We found that the memory usage and performance of Multidimensional Collections are dependent on the total number of branch nodes, which are determined by the data characteristics and the subscript indices ordering.
This Blog will try to demonstrate the findings with appended Test Code.
1. Know Your Data
At first, run two queries to understand the test data (see the Test Code):
SQL> select round(num_rows*avg_row_len/1024/1024) mb from dba_tables where table_name = 'MEM_TAB';
46 MB
SQL> select *
from (
select count(distinct id) id, count(distinct name) name
,count(distinct num_1) num_1, count(distinct num_2) num_2
,count(distinct txt_1) txt_1, count(distinct txt_2) txt_2
,count(distinct num_1||'.'||num_2) num_1_2, count(distinct txt_1||'.'||txt_2) txt_1_2
from mem_tab)
unpivot (distinct_count for count_name in
(id as 'count(distinct id)', name as 'count(distinct name)'
,num_1 as 'count(distinct num_1)', num_2 as 'count(distinct num_2)'
,txt_1 as 'count(distinct txt_1)', txt_2 as 'count(distinct txt_2)'
,num_1_2 as 'count(distinct num_1.num_2)'
,txt_1_2 as 'count(distinct txt_1.txt_2)'
));
COUNT_NAME DISTINCT_COUNT
--------------------------- --------------
count(distinct id) 1,000,000
count(distinct name) 1,000,000
count(distinct num_1) 500,000
count(distinct num_2) 50,000
count(distinct txt_1) 500,000
count(distinct txt_2) 50,000
count(distinct num_1.num_2) 1,000,000
count(distinct txt_1.txt_2) 1,000,000
Test table mem_tab is composed of 6 columns, contains 1,000,000 rows, and theoretical size is about 46 MB. - It has 2 unique columns (id and name), and two composite unique columns ((num_1.num_2), (txt_1.txt_2)).

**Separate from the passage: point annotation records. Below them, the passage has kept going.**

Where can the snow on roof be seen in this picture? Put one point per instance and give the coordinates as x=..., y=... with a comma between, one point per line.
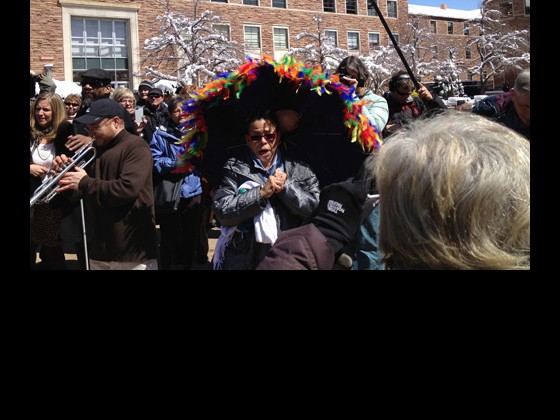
x=414, y=9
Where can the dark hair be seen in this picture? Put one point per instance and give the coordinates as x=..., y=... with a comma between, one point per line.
x=174, y=101
x=261, y=114
x=400, y=79
x=357, y=66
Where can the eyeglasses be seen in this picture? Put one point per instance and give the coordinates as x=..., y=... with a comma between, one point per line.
x=402, y=94
x=268, y=137
x=94, y=83
x=93, y=129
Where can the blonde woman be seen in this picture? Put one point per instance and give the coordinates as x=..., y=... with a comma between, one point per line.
x=49, y=130
x=455, y=194
x=72, y=103
x=126, y=98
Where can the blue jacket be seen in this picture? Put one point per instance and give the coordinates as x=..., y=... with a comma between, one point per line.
x=164, y=161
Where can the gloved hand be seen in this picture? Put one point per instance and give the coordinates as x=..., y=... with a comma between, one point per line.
x=339, y=213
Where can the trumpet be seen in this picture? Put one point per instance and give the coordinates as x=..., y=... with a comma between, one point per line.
x=47, y=190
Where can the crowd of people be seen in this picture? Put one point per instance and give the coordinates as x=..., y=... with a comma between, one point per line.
x=448, y=189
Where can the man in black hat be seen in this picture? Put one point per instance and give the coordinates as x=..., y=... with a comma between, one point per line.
x=118, y=187
x=96, y=84
x=143, y=89
x=156, y=113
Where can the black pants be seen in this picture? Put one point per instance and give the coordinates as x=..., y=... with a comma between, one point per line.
x=179, y=234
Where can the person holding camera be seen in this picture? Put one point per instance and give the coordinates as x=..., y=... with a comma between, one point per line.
x=405, y=107
x=353, y=72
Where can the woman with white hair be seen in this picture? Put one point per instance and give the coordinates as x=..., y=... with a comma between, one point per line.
x=455, y=194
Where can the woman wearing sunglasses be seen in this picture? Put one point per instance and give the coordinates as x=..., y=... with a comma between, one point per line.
x=262, y=192
x=72, y=103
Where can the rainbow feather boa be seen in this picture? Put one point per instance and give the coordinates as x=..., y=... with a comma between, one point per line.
x=232, y=84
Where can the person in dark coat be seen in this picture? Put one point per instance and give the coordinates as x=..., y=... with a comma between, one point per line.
x=405, y=107
x=263, y=191
x=118, y=186
x=513, y=108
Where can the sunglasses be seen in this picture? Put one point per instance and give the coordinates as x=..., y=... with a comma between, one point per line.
x=268, y=137
x=94, y=83
x=92, y=129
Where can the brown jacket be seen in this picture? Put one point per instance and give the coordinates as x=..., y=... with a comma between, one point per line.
x=120, y=194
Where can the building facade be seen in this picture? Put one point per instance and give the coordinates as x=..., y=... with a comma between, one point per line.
x=74, y=35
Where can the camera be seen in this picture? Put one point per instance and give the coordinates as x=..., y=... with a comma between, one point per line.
x=343, y=72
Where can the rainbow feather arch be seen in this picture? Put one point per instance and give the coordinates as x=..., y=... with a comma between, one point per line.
x=232, y=84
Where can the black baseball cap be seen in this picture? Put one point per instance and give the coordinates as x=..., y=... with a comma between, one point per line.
x=99, y=74
x=101, y=108
x=146, y=83
x=155, y=91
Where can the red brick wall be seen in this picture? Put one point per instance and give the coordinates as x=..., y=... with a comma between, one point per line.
x=46, y=23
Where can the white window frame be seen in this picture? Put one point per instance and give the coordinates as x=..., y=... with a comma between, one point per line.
x=352, y=51
x=334, y=7
x=372, y=11
x=435, y=51
x=378, y=40
x=285, y=28
x=396, y=9
x=111, y=11
x=433, y=26
x=251, y=50
x=356, y=3
x=335, y=32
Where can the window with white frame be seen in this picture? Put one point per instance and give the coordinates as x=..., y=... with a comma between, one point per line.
x=331, y=38
x=391, y=9
x=329, y=6
x=352, y=7
x=353, y=41
x=280, y=36
x=373, y=40
x=433, y=26
x=100, y=44
x=371, y=9
x=252, y=38
x=223, y=30
x=435, y=51
x=506, y=7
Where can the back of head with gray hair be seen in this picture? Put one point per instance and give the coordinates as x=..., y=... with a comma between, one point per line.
x=455, y=194
x=523, y=82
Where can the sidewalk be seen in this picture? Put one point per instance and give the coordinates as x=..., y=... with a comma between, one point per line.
x=213, y=234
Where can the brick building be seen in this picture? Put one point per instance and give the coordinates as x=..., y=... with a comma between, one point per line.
x=451, y=29
x=74, y=35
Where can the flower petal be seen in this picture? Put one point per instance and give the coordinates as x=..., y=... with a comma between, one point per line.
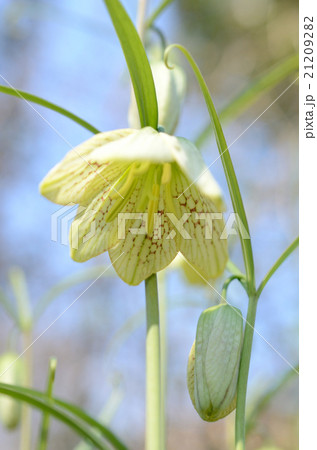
x=207, y=256
x=140, y=255
x=189, y=159
x=146, y=144
x=75, y=179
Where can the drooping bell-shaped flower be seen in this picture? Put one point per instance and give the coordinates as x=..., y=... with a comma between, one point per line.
x=11, y=371
x=144, y=196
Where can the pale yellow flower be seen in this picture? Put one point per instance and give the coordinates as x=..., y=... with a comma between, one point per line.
x=140, y=171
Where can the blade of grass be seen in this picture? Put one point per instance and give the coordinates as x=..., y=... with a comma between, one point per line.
x=27, y=396
x=261, y=85
x=157, y=12
x=41, y=101
x=55, y=408
x=274, y=268
x=137, y=62
x=7, y=306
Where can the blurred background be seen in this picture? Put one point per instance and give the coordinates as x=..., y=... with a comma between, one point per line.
x=68, y=53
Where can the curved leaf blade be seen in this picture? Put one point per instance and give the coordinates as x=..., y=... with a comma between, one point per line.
x=138, y=64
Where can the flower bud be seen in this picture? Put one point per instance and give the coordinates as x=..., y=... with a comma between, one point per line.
x=10, y=410
x=170, y=92
x=213, y=363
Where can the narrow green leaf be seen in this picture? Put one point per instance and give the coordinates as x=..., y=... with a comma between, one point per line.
x=41, y=101
x=138, y=64
x=252, y=93
x=157, y=12
x=7, y=305
x=20, y=290
x=56, y=408
x=43, y=439
x=42, y=404
x=226, y=162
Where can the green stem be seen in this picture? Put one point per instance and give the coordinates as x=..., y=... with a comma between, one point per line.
x=41, y=101
x=246, y=245
x=46, y=417
x=228, y=168
x=153, y=438
x=244, y=374
x=25, y=441
x=274, y=268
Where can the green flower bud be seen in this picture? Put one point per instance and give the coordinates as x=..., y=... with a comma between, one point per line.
x=213, y=363
x=10, y=410
x=170, y=92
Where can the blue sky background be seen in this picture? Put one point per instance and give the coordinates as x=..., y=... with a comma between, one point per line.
x=69, y=54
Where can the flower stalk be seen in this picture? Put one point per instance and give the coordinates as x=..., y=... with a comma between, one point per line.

- num_1 and txt_1 have 500,000 distinct values each, branching factor = 2, hence 500,000 branch nodes when storing as array(num_1)(num_2);
- num_2 and txt_2 have 50,000 distinct values each, branching factor = 20, hence 50,000 branch nodes when storing as array(num_2)(num_1).
2. Create Test
Run command:
SQL> exec test_collection_dimm_mem.run(1000000);
0 Dimension 1 array(id) , pga_used(MB) = 411, Elapsed(Second)= 5.44
1 Dimension 1 array(name), pga_used(MB) = 459, Elapsed(Second)= 6.21
2 Dimension 2 array(num_1)(num_2), pga_used(MB) = 2227, Elapsed(Second)= 8.54
3 Dimension 2 array(num_2)(num_1), pga_used(MB) = 536, Elapsed(Second)= 5.44
4 Dimension 2 array(txt_1)(txt_2), pga_used(MB) = 2739, Elapsed(Second)= 7.79
5 Dimension 2 array(txt_2)(txt_1), pga_used(MB) = 628, Elapsed(Second)= 5.96
6 Dimension 2 array(num_1)(txt_2), pga_used(MB) = 2719, Elapsed(Second)= 6.53
7 Dimension 2 array(num_2)(txt_1), pga_used(MB) = 626, Elapsed(Second)= 5.62
8 Dimension 2 array(txt_1)(num_2), pga_used(MB) = 2251, Elapsed(Second)= 9.12
9 Dimension 2 array(txt_2)(num_1), pga_used(MB) = 539, Elapsed(Second)= 6.07
10 Dimension 1 table(id), pga_used(MB) = 411, Elapsed(Second)= 6.25
11 Dimension 2 table(num_1)(num_2), pga_used(MB) = 889, Elapsed(Second)= 9.78
12 Dimension 2 table(num_2)(num_1), pga_used(MB) = 443, Elapsed(Second)= 7.86
The above output shows:- One dimensional associative array has a factor 10 more memory usage compared to disk table size (46MB).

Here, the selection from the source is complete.